A large fraction of my feminist practice revolves around equality in sex. For that purpose, pornography and erotica play an integral role in how people begin to learn and identify with their sexualities. In this regard, I create traditional but highly satirical oil paint compositions on panel that depict erotic images of women drawn from legal pornography I have produced. Each element of the scenery, costume design, and visual narrative is based on lived experiences the model has shared with me following a conducted interview.

This current body of work continues to center on perspective, but now expands to explore themes of sexuality and kink through a distinctly femme lens. One that includes both the subject’s lived experience and my own as a pansexual woman. My practice engages with how gender fluidity, queerness, and femme sexualities are often erased or misrepresented within Western media and erotic culture. Much of contemporary pornography and erotica still reflects a false narrative imposed upon women by the male gaze; flattening sexual identity into a limited set of tropes designed to satisfy patriarchal expectations. What distinguishes my work is its grounding in the female gaze: a reorientation of eroticism toward the lived realities, fantasies, and sexual agency of women and femmes across a spectrum of identities.

The resulting compositions are laced with irony to highlight the absurd and outdated beliefs Western culture continues to hold about women’s sexuality. I create my own pornography, embracing its eroticism and humor as tools for critique. When reframed through the female gaze, these elements shift from objectification to empowerment. Though pornography has historically catered to the male gaze, it has evolved in some spaces to reflect femme and queer perspectives; offering women a way to define and explore their own sexualities. Through this lens, my work grants the women I portray agency over their bodies while cultivating a space where shared experience, vulnerability, and humor challenge long-standing cultural stigmas.
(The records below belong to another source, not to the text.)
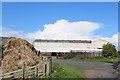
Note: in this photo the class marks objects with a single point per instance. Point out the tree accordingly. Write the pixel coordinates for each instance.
(109, 50)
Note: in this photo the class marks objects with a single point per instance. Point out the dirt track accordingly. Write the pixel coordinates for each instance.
(92, 69)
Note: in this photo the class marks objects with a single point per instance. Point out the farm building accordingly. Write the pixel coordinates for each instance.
(67, 46)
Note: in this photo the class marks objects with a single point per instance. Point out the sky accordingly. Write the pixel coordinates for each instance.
(61, 20)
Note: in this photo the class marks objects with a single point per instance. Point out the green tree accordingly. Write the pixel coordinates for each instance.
(109, 50)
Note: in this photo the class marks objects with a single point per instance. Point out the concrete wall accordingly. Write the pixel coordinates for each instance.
(66, 46)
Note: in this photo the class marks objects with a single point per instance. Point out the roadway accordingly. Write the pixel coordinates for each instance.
(92, 69)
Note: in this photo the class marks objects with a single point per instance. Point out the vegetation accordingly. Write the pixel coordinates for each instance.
(65, 71)
(109, 50)
(96, 59)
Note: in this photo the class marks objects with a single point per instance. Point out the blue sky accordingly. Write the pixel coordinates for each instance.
(77, 20)
(29, 17)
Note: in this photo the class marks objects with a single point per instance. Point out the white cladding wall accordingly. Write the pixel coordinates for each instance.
(66, 47)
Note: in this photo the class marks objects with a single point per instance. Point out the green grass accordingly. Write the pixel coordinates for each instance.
(65, 71)
(95, 59)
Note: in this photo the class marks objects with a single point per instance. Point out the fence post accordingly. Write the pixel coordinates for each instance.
(36, 71)
(23, 71)
(45, 69)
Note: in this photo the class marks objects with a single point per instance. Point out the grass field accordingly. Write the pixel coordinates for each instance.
(95, 59)
(65, 71)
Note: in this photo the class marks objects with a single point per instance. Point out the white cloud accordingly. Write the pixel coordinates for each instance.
(9, 32)
(62, 29)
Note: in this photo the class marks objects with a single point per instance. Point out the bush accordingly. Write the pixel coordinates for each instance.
(109, 50)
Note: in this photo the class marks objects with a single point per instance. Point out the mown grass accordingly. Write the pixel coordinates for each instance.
(96, 59)
(65, 71)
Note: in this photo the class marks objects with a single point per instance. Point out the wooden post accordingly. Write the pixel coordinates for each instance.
(23, 71)
(45, 69)
(36, 71)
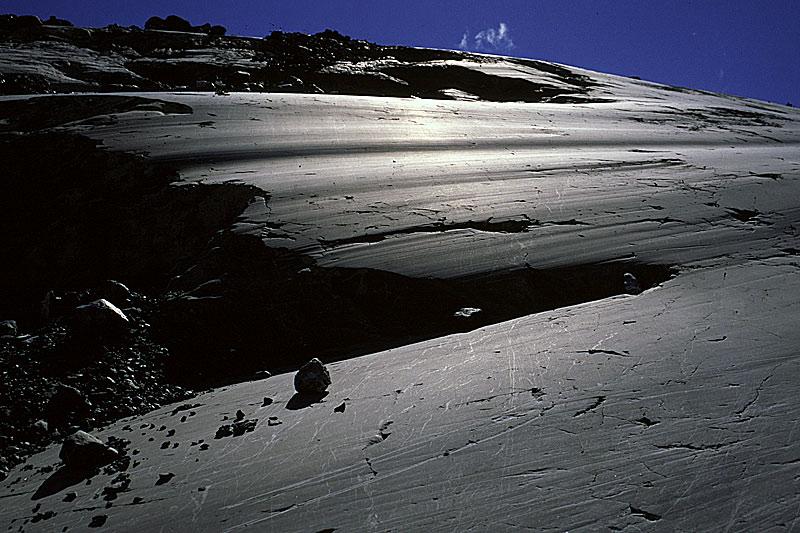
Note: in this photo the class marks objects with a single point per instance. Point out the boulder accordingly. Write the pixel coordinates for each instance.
(312, 378)
(84, 451)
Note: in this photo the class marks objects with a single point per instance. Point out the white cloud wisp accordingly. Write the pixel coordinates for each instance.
(490, 39)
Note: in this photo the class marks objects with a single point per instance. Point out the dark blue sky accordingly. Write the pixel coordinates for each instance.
(742, 47)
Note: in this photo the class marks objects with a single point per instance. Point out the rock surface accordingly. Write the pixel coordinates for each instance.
(672, 409)
(312, 378)
(83, 451)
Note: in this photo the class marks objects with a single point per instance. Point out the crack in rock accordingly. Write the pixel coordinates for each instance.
(652, 517)
(598, 401)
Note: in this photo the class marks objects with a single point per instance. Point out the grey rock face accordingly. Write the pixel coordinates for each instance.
(312, 378)
(82, 450)
(631, 284)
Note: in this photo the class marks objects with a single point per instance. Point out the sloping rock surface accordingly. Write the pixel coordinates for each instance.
(363, 225)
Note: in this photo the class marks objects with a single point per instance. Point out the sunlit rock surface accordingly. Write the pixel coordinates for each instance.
(673, 409)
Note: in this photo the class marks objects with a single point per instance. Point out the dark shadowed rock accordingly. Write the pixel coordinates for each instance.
(217, 30)
(101, 317)
(53, 21)
(176, 23)
(66, 403)
(19, 22)
(631, 284)
(115, 292)
(8, 328)
(312, 378)
(84, 451)
(155, 23)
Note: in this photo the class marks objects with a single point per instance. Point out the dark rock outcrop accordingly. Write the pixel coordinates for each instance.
(8, 328)
(54, 21)
(631, 284)
(67, 405)
(83, 451)
(176, 23)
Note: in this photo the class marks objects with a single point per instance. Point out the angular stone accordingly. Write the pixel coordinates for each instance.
(312, 378)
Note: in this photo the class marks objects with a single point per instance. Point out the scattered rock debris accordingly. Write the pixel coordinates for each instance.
(466, 312)
(98, 520)
(237, 429)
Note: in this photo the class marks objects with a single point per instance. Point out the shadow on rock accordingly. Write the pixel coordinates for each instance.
(60, 480)
(303, 400)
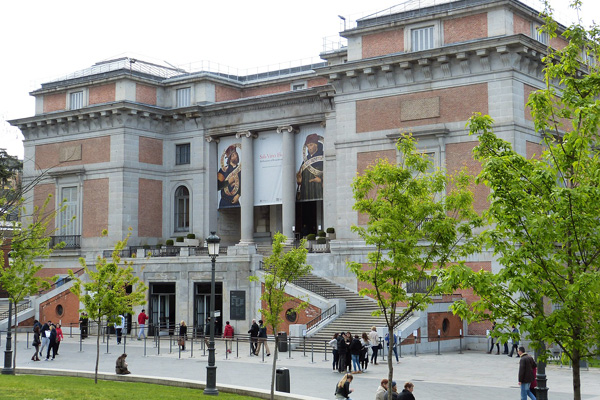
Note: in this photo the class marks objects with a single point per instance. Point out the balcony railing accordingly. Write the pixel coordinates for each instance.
(70, 241)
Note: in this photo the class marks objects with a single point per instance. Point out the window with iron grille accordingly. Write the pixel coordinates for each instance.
(422, 38)
(184, 97)
(182, 154)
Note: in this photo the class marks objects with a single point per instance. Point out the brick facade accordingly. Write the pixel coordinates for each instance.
(455, 104)
(382, 43)
(102, 94)
(95, 207)
(465, 28)
(150, 209)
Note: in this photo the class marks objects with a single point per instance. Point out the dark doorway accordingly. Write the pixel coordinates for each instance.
(162, 308)
(202, 308)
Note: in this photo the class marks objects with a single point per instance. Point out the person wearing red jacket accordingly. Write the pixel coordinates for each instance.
(228, 335)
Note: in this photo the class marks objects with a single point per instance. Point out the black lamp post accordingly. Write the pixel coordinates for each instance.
(8, 368)
(211, 369)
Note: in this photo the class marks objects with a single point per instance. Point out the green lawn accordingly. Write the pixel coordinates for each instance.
(31, 387)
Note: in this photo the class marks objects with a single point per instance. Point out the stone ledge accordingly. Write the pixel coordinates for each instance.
(185, 383)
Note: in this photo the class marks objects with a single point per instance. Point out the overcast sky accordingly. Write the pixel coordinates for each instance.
(41, 40)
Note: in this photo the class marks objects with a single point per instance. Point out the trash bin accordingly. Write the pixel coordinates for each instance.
(282, 339)
(282, 380)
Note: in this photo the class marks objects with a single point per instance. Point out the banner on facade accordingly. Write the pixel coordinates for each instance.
(268, 160)
(229, 183)
(309, 162)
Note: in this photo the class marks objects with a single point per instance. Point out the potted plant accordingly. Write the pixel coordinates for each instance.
(330, 233)
(191, 240)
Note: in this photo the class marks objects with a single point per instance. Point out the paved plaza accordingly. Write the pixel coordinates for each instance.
(472, 375)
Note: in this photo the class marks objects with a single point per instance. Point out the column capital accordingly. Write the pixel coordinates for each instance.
(287, 128)
(247, 134)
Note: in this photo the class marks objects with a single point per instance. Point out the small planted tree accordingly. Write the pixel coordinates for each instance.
(418, 222)
(104, 291)
(280, 268)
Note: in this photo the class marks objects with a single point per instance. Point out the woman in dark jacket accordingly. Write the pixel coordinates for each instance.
(36, 343)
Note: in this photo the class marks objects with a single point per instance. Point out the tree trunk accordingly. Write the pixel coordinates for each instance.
(97, 352)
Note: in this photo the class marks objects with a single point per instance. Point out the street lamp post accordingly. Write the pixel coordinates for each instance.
(8, 368)
(211, 369)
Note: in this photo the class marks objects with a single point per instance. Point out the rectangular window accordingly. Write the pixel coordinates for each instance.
(184, 97)
(76, 100)
(182, 154)
(68, 217)
(422, 38)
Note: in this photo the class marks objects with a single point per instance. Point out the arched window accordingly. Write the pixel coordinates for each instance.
(182, 209)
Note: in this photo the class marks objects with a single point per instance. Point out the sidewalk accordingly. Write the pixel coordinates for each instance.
(472, 375)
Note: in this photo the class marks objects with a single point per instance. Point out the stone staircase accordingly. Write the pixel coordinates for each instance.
(357, 318)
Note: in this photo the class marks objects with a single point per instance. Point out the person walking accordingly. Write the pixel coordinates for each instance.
(142, 318)
(515, 339)
(381, 390)
(375, 345)
(262, 338)
(182, 335)
(336, 356)
(228, 336)
(342, 389)
(406, 393)
(526, 376)
(253, 331)
(36, 343)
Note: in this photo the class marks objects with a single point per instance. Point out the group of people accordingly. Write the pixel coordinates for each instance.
(351, 354)
(48, 336)
(343, 391)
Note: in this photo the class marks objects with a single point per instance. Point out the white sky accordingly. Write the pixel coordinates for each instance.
(41, 40)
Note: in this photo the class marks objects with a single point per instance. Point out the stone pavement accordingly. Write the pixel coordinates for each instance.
(472, 375)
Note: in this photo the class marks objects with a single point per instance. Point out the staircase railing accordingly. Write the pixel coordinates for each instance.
(325, 315)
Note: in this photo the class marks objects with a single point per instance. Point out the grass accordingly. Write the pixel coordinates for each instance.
(32, 387)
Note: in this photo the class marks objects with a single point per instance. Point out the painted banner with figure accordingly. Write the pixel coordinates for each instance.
(268, 161)
(309, 162)
(229, 182)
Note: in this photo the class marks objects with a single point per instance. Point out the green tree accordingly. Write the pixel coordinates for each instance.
(418, 219)
(280, 268)
(543, 213)
(103, 291)
(29, 245)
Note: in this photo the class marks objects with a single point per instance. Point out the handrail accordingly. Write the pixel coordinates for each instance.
(330, 312)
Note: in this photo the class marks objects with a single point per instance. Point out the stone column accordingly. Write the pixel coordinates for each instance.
(211, 158)
(288, 182)
(247, 196)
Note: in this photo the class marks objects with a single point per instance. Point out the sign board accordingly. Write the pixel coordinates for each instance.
(237, 304)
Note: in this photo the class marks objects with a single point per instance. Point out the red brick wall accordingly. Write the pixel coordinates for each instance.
(465, 28)
(150, 208)
(102, 94)
(150, 151)
(382, 43)
(302, 317)
(225, 93)
(435, 323)
(70, 305)
(145, 94)
(459, 155)
(521, 25)
(455, 104)
(55, 102)
(366, 159)
(94, 150)
(95, 207)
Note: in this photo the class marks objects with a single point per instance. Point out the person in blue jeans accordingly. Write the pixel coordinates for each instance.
(394, 346)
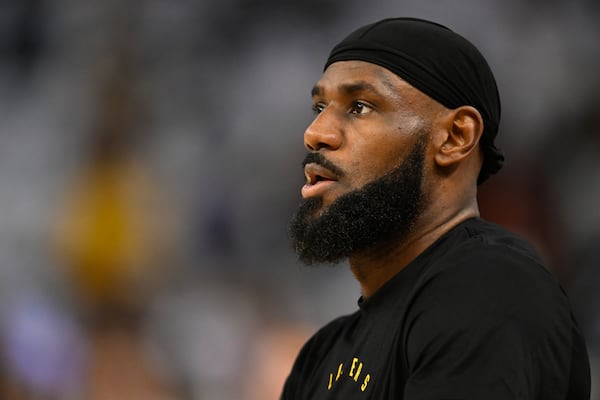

In a broader context, my work contributes to the ongoing dialogue around feminist figuration. While figuration, the female nude, and the human body are deeply rooted in painting’s historical canon, my practice challenges how sexuality and identity are traditionally represented. Sexuality doesn’t exist in a vacuum; it’s shaped by culture, personal history, and embodied experience, especially when filtered through the lens of gendered power dynamics. By centering femme perspectives, I aim to push this lineage forward, creating space for more honest, inclusive, and nuanced representations of desire.